The 123 only skims the North Circular, but it's picked one of the road's mostbrutal urban sections. What used to be the main road was scoured out, widened and sunk into a cutting ten lanes wide through the heart of Woodford. Ten.Lanes.Wide. To catch the bus at one stop requires stepping down a zigzag ramp in a brick wall to road level, which is perhaps why nobody had ventured that far on my journey. The sole road bridge carries the former A11, now innocently renumbered A1199 in the hope that no satnav will spot it.
Approaching the Central line the carriageway splits, and splits again. Bear right to follow the new North Circular on equally mega-roads down to Beckton. Keep to the centre to whoosh up the fledgling M11 into the very heart of Essex. Or bear left down to Charlie Brown's Roundabout, named after the pub the gyratory destroyed in the 1970s, from which more local options are possible. The junction was built in the immediate floodplain of the river Roding, providing space for a triangle of interlinked concrete viaducts that soar over, or scar, the landscape depending on your view.
To be clear, I'm no longer following the North Circular, because that veers down towards Redbridge and no TfL services go that way. Instead I'm travelling onwards to Gants Hill along the old arterial road, once the A406, now the less inspiring A1400.
Widthwise we're back to a more comfortable two lanes each way, running past more familiar sights like a Tesco and a Toby Carvery.
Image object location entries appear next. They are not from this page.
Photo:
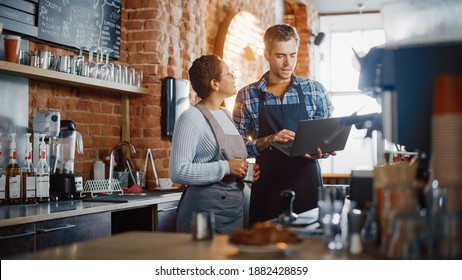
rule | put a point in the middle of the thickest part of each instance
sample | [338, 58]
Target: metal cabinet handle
[167, 209]
[17, 235]
[44, 230]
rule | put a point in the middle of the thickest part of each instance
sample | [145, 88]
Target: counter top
[11, 215]
[137, 245]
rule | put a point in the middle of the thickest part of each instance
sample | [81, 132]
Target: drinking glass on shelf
[118, 73]
[131, 76]
[109, 67]
[102, 67]
[139, 78]
[92, 63]
[79, 63]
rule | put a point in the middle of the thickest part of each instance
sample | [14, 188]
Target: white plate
[266, 249]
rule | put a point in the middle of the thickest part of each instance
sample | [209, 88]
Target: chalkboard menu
[81, 23]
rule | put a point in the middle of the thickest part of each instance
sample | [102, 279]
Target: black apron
[278, 171]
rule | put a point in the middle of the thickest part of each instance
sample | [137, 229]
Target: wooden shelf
[69, 79]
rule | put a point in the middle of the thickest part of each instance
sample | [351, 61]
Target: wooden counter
[180, 246]
[11, 215]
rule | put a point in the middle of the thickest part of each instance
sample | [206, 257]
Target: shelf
[68, 79]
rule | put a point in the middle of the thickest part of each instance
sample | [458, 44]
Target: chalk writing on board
[83, 23]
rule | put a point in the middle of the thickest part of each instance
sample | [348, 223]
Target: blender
[69, 139]
[64, 183]
[47, 124]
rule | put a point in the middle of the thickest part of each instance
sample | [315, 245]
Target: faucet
[111, 160]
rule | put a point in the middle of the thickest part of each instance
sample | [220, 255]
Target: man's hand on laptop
[319, 154]
[284, 136]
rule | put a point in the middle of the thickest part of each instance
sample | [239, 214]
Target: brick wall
[162, 38]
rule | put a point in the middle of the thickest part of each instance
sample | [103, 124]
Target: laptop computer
[327, 134]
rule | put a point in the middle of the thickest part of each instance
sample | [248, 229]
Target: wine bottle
[42, 179]
[3, 200]
[28, 174]
[13, 175]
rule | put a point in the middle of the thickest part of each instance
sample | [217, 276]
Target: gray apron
[278, 171]
[224, 198]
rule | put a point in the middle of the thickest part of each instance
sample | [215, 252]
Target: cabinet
[29, 238]
[158, 217]
[166, 216]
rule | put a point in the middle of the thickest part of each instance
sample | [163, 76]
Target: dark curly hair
[202, 71]
[279, 32]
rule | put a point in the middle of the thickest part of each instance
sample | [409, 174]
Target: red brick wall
[160, 37]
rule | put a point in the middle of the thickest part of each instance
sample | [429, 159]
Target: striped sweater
[194, 148]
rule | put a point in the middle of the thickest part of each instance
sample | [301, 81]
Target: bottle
[28, 174]
[42, 179]
[2, 176]
[98, 170]
[13, 175]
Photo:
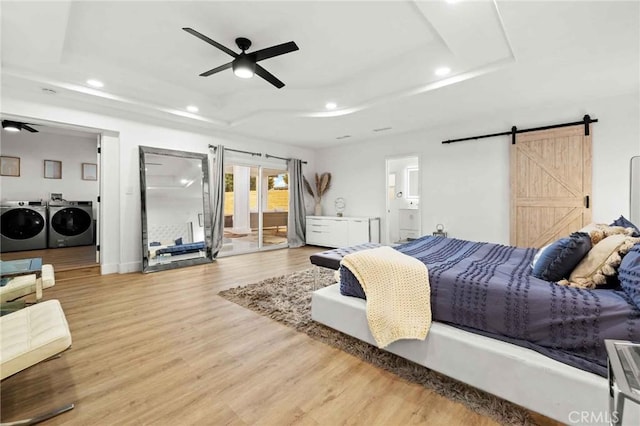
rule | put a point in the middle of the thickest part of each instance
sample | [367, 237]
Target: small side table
[624, 376]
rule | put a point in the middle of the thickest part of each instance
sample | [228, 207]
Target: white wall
[398, 166]
[121, 230]
[465, 185]
[33, 149]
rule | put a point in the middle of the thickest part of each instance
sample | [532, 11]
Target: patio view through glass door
[255, 208]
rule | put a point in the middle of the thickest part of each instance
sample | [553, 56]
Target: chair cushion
[17, 287]
[31, 335]
[26, 284]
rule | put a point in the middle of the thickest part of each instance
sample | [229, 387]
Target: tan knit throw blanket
[398, 293]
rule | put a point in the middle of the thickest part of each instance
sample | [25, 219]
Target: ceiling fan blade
[270, 52]
[215, 70]
[211, 42]
[269, 77]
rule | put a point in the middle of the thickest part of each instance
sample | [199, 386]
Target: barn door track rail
[586, 120]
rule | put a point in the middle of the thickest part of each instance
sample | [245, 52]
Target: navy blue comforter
[182, 249]
[488, 289]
We also have a fair few passengers on board, the 123 being one of the few buses to cross the residential heart of the Hainault loop. Clayhall is quintessential Forgotten London, or indeed Never Even Heard Of It Before London, which is what happens when the Central line circles but misses you out. The area is tightly packed with broad avenues, gabled homes and lush gardens - the very epitome of suburbia but too disconnected to be widely desirable.
The section of road past Clayhall Park was once a rural lane, but the final stretch of Woodford Avenue is a deliberate interwar cut-through. The age of the two churches gives the game away - both have copper spires - and the local shops are called Spurway Parade, presumably in honour of the motor car's brave new world. I like that the central reservation has a line of short trees, in sharp contrast to the impenetrable barriers found elsewhere back along the route.
And the Gants Hill roundabout is where this round London journey terminates, beside a tiny plaque unveiled byBoris Johnson in October 2010 "to celebrate the regeneration of the local area". Closer study of the smallprint reveals that the plaque refers only to the creation of a "regeneration contract", not the upgrade of the roundabout, although the subways have scrubbed up well, and the underground station is as lip-licking as ever. To drive on, join the A12 Eastern Avenue (by bus that's the legendary Route 66). And to follow the North Circular... oh hang on, that never came this far, so I'd best go back and try another way. 101>>
An aside: What is it with the low-digit-ness of buses on the North Circular? I've just ridden the 112, 232, 34 and 123, and there's not a single digit there higher than four (and only one higher than three). The 102 on the Palmers Green section fits the same pattern, and the 444 through Edmonton, and where I'm heading tomorrow is low-digit too. A coincidence, obviously, rather than anything planned, but hey.